Slice 3D is a logistic regression-based model designed to predict whether a skin lesion is benign or malignant. By leveraging lesion-level features—including color (hue, chroma), contrast, size, and location—it supports the triage process in clinical workflows and aims to identify high-risk lesions for further inspection.

How we built it

We began by cleaning the data and selecting variables with the lowest missingness. We applied undersampling to address the severe class imbalance, ensuring our model could learn effectively from the minority class (malignant lesions). We used a random forest for feature selection, guiding us in prioritizing variables for logistic regression. Our final model was evaluated using AUC and tested on the full dataset.

Challenges we ran into

The dataset was heavily imbalanced and contained numerous missing values. We had to carefully consider which features were usable, and balancing the dataset via undersampling meant reducing data size, potentially sacrificing information. Evaluating model generalizability outside of the undersampled context was another key challenge that we creatively navigated.
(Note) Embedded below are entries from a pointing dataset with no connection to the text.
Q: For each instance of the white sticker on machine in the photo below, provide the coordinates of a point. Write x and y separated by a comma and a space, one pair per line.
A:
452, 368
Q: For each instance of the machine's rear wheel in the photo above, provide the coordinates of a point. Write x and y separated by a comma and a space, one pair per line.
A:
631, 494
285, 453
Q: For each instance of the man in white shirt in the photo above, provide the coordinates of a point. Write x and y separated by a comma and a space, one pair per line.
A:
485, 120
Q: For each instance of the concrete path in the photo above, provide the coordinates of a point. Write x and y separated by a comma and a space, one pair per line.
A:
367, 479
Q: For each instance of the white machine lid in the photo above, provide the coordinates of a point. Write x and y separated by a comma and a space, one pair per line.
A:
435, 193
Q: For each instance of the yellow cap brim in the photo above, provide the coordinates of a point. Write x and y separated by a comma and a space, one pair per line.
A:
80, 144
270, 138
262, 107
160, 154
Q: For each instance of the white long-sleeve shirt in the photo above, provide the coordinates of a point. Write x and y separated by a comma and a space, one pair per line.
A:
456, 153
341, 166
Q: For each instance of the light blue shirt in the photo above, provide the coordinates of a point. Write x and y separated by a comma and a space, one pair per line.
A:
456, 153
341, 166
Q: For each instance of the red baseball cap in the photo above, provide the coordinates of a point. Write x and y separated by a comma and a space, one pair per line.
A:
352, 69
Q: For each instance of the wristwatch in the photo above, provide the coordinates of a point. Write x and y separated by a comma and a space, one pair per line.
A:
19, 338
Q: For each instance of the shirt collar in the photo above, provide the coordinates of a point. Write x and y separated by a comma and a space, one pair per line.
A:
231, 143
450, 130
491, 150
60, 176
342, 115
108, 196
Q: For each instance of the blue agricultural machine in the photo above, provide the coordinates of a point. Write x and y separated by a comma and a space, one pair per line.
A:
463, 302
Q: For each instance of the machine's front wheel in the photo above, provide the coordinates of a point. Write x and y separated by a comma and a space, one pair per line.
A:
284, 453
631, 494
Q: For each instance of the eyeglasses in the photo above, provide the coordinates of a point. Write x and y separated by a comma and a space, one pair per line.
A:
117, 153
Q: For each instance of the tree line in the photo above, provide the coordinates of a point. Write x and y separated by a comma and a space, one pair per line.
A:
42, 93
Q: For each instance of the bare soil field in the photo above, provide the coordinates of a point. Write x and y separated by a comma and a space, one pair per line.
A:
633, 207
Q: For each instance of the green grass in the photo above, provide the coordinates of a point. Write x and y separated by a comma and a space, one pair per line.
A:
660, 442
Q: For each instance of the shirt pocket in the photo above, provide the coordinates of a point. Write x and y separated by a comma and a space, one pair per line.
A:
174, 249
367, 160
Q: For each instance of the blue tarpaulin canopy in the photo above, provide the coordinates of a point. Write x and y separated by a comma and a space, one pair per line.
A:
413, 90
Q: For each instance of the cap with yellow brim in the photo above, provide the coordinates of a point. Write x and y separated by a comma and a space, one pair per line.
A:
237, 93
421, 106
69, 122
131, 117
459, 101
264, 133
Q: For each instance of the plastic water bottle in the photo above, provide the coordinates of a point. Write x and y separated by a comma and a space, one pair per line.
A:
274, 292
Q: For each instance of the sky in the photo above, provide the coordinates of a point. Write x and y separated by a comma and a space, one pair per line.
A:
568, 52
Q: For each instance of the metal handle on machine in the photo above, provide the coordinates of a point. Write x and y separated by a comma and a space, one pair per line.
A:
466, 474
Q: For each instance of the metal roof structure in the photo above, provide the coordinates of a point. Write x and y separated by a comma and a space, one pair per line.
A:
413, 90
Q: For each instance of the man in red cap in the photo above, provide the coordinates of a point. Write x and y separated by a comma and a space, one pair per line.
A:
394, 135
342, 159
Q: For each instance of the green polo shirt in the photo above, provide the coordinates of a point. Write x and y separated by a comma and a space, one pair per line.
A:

Accomplishments we’re proud of

We built an interpretable logistic regression model with an AUC of 0.737, trained on the undersampled dataset and tested on the full dataset to evaluate generalizability. Despite training on only 1,300 observations, the model generalized well to over 400,000 cases.

What we learned

We deepened our understanding of handling imbalanced clinical datasets, the impact of feature completeness, and how to use random forest outputs to inform model design. We also gained experience evaluating models beyond accuracy, using metrics like AUC, sensitivity, and specificity.

What’s next?

Next, we plan to integrate more domain knowledge into the feature selection process, explore calibration techniques, and further investigate how variables like tbp_lv_dnn_lesion_confidence—a neural net-based score—relate to model confidence versus diagnosis. Ultimately, we aim to build a reliable, deployable tool to support dermatologists in making early, accurate assessments.